Fully decorated, the average 50-foot float contains more flowers than a typical American florist will sell in five years. What flowers will blanket this year's floats, and why will those be the blossoms used?
Rose
Of course, roses are a mainstay of the parade; their showy blooms have flaunted the paradisiacal qualities of balmy Pasadena since the parade's inception. Pasadenians have been affixing roses to horse-drawn buggies, and later horseless carriages, then cars and finally floats for 117 years, and they aren't about to stop now. Roughly one and a half million roses will be used to decorate this year's fleet of floats.
Strawflower
Strawflowers are a float designer's best friend.
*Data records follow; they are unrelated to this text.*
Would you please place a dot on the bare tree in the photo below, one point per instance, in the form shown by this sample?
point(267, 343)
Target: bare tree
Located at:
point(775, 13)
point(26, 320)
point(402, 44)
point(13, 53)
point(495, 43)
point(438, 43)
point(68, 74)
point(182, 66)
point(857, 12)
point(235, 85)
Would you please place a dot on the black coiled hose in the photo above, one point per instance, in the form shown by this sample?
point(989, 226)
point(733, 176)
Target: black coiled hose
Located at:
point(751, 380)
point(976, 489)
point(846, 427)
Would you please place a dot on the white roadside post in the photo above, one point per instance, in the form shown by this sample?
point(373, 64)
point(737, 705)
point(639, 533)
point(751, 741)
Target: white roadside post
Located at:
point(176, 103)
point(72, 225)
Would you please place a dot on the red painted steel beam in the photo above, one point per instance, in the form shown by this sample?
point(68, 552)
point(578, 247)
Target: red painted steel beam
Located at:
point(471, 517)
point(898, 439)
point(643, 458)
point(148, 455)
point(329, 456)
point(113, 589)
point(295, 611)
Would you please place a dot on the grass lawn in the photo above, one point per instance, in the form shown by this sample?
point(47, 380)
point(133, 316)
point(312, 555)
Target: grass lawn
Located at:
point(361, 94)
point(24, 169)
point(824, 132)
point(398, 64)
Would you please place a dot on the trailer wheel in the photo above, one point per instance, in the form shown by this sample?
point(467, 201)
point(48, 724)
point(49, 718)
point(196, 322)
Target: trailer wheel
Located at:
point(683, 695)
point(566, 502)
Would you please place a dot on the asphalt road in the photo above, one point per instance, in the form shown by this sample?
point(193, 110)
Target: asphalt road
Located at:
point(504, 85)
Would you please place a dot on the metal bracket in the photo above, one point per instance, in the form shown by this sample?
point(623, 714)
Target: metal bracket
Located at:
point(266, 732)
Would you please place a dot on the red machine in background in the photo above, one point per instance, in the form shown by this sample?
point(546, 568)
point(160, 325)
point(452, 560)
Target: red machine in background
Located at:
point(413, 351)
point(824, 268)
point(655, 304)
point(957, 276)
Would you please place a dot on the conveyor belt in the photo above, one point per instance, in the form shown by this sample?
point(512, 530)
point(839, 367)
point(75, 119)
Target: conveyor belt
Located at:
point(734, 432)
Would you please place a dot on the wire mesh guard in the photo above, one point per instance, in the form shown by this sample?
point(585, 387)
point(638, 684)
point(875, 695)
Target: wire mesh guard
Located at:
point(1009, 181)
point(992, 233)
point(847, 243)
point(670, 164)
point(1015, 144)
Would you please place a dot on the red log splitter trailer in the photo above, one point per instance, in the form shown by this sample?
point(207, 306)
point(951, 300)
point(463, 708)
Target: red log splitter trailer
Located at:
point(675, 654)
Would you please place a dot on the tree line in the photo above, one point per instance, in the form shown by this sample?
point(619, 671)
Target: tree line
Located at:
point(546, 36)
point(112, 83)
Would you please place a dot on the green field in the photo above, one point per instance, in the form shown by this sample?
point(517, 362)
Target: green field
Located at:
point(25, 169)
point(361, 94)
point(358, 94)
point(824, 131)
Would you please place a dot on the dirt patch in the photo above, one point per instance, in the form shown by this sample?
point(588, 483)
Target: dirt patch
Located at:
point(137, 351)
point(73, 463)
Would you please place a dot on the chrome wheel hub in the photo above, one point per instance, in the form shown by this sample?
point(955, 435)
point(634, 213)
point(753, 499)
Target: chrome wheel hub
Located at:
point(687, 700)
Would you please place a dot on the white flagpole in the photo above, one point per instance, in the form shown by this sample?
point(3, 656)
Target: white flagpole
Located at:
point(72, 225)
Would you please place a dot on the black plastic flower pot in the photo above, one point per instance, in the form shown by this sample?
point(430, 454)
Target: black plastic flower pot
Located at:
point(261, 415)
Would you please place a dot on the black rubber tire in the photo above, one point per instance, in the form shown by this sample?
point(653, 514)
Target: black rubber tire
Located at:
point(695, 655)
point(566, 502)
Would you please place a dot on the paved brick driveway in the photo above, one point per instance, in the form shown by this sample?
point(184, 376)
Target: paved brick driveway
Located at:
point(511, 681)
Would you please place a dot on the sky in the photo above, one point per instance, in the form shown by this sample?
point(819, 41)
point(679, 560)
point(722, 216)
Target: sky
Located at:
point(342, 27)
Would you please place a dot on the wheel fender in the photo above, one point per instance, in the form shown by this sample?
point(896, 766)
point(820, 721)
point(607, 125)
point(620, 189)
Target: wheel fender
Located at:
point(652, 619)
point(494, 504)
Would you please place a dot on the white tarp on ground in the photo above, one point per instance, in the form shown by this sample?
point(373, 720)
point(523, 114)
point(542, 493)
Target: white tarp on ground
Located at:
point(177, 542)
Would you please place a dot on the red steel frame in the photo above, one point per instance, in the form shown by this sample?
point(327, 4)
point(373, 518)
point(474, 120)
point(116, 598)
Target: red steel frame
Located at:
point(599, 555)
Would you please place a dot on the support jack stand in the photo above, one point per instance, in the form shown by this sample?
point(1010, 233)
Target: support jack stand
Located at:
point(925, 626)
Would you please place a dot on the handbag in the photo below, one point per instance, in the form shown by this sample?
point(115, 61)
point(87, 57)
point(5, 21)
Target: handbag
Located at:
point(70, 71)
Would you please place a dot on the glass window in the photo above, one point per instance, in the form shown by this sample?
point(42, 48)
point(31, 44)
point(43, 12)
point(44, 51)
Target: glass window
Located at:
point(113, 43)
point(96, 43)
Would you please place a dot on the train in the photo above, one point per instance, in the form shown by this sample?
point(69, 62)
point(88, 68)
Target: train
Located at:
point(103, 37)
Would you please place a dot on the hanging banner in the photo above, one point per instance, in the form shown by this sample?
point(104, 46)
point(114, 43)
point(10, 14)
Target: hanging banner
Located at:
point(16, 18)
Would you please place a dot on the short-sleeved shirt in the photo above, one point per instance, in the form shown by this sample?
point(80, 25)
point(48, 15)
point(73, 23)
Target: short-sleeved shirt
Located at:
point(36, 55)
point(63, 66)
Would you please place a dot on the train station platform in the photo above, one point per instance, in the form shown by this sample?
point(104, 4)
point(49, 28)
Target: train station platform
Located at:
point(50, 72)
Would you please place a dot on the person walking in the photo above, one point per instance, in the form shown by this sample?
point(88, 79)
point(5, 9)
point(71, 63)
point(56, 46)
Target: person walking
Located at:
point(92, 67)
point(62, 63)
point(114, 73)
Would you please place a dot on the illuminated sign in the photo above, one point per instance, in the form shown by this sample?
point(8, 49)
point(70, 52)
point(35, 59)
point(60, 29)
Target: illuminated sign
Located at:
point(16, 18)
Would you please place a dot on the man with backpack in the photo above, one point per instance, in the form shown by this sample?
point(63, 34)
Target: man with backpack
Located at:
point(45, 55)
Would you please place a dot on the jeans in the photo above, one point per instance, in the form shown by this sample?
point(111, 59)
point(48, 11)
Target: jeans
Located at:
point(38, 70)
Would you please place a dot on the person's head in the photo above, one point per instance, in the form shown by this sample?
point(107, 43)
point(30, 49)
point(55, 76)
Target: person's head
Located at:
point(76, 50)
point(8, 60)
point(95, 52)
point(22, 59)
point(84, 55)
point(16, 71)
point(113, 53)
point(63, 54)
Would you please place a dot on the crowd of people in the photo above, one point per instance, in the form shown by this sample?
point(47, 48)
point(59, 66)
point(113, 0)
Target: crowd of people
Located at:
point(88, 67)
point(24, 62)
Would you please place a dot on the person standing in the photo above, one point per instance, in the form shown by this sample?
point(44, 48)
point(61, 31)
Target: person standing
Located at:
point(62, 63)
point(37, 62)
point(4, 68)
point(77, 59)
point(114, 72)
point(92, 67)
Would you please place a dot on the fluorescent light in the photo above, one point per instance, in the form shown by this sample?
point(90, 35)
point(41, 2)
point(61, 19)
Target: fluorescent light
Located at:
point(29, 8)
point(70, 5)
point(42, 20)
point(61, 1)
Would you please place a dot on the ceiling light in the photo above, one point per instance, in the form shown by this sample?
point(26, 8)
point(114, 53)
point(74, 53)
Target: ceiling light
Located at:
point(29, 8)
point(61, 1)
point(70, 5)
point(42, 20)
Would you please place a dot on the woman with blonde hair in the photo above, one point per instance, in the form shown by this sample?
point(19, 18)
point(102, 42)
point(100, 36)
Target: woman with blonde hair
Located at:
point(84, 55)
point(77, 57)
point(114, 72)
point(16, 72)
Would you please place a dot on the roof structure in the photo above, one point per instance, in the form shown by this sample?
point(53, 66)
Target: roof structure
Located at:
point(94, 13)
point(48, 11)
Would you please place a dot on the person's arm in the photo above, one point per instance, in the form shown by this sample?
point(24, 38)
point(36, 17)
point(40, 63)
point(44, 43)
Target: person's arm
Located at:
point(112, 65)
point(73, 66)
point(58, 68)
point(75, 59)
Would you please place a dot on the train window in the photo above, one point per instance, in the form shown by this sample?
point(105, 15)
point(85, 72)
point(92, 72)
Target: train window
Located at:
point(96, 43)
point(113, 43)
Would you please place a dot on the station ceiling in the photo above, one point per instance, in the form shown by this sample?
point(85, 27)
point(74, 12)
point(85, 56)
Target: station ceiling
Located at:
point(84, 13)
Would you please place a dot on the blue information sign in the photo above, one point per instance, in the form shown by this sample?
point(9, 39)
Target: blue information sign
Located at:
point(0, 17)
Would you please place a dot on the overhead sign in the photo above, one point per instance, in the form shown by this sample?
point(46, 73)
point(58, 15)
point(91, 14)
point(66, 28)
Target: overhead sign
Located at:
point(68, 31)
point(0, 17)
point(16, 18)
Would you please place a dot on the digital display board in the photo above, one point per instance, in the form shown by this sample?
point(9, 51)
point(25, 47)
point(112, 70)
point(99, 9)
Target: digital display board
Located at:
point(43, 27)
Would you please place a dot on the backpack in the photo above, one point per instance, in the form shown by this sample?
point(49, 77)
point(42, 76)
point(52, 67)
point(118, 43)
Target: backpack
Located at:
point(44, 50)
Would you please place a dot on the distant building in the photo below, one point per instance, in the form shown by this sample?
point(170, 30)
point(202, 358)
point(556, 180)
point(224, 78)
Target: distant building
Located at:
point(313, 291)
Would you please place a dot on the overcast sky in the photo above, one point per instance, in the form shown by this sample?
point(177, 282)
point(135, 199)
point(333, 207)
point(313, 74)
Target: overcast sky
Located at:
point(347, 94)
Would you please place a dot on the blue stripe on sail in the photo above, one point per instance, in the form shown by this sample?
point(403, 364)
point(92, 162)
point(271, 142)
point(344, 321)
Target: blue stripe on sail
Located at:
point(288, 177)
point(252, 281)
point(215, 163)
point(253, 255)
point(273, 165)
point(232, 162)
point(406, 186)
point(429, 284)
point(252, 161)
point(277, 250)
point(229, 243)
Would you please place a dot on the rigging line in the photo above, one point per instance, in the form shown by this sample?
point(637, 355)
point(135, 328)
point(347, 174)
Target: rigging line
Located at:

These South African natives are used on floats after they’ve been dried, so they can be ordered as early as six months in advance of the parade with no risk of the blooms perishing, Lamb says. Strawflowers come in autumnal tones ranging from rust to yellow. Typically the flowers are placed in industrial blenders, reduced to confetti and used to cover delicate sculptural designs.
Gladiolus
Floral designers favor the oversize petals of the gladiolus instead of smaller blooms such as carnations when "petaling," a time-consuming technique where decorators affix individual petals to floats. Designers often highlight the edges of sculptural forms with glad petals to make them pop. Piink, purple and cream gladiolus petals are applied to clear plastic, creating show-stopping translucent butterfly wings. Glad petals are also used to approximate flesh tones on the faces of human float figures. The tall, spiky South African plant is also left intact on floats to create dramatic floral designs.
Tulip
When a float design calls for a naturalistic woodland setting, floral designers reach for tulips. Used in groupings on the float deck, tulips simulate Mother Nature's random hand. But working with them isn't easy: They must be kept in water. While Holland traditionally has supplied most of the tulips used on floats, many of today's more interesting varieties now come from the Pacific Northwest, which also makes them less costly to use.
Marigold
Volunteers strip the petals off tens of thousands of these California-grown flowers by hand and apply them one by one to floats. The vivid golds, yellows and oranges of marigolds make them suitable for use on brightly colored figures, clothing and accents. To emulate the vibrant orange-gold hue of a goldfish, designers at one float-building company relied on millions of marigold petals. Because marigolds don't lose their color after they have dried, float designers dehydrate the petals, making them easier to work with and long-lasting.
Orchid
Orchids flown from Thailand, Singapore and Hawaii are used in stem, bloom and petal form. Beloved for their amazing color palette that moves from white to deep magenta to tiger-striped, orchids are used for many applications, and they hold their color very well.
Iris
The iris takes its name from the Greek word for rainbow in a nod to the flower's broad color palette, but floral directors look to the blue varieties come Rose Parade time because blue is a hard-to-find flower color in the wintertime. Flag-, ice- and pale-blue irises are shipped in from as far away as Holland and used to mimic streams, rivers, fountains and waterfalls.
Chrysanthemum
Mums aren't used on floats as extensively as they once were; they're being replaced by less costly flowers such as carnations. "Mumming," the term for gluing the large, pompon-like blossom onto floats, creates a plush, velvety texture. Yellow is the most traditional mum color, but Mexican and South African varieties come in shades of white, pink and lavender.
Carnation
Because carnations are hardy and long-lasting, they are ideal for use as boutonnieres and corsages. This quality also makes them indispensable for float decoration. The full flower and lush, showy bloom make a dramatic statement when used to decorate large surface areas on floats. Lamb merges a sea of crimson carnations with red roses to mimic the flames of an Olympic torch. Carnations' affordability – they cost one-third as much as roses – makes them an economical coverage material.
Statice
Patriotic symbols such as flags, bald eagles and Lady Liberty are mainstays on Rose Parade floats, and it would be nearly impossible to approximate bunting, the draped strips of red, white and blue fabric, without statice. Swags of this rare blue flower are indispensable when it comes to duplicating the colors of Old Glory. Though native to Europe, statice thrives in dry-climate Southern California and Mexico, the origin for most of the statice blooms now used on floats.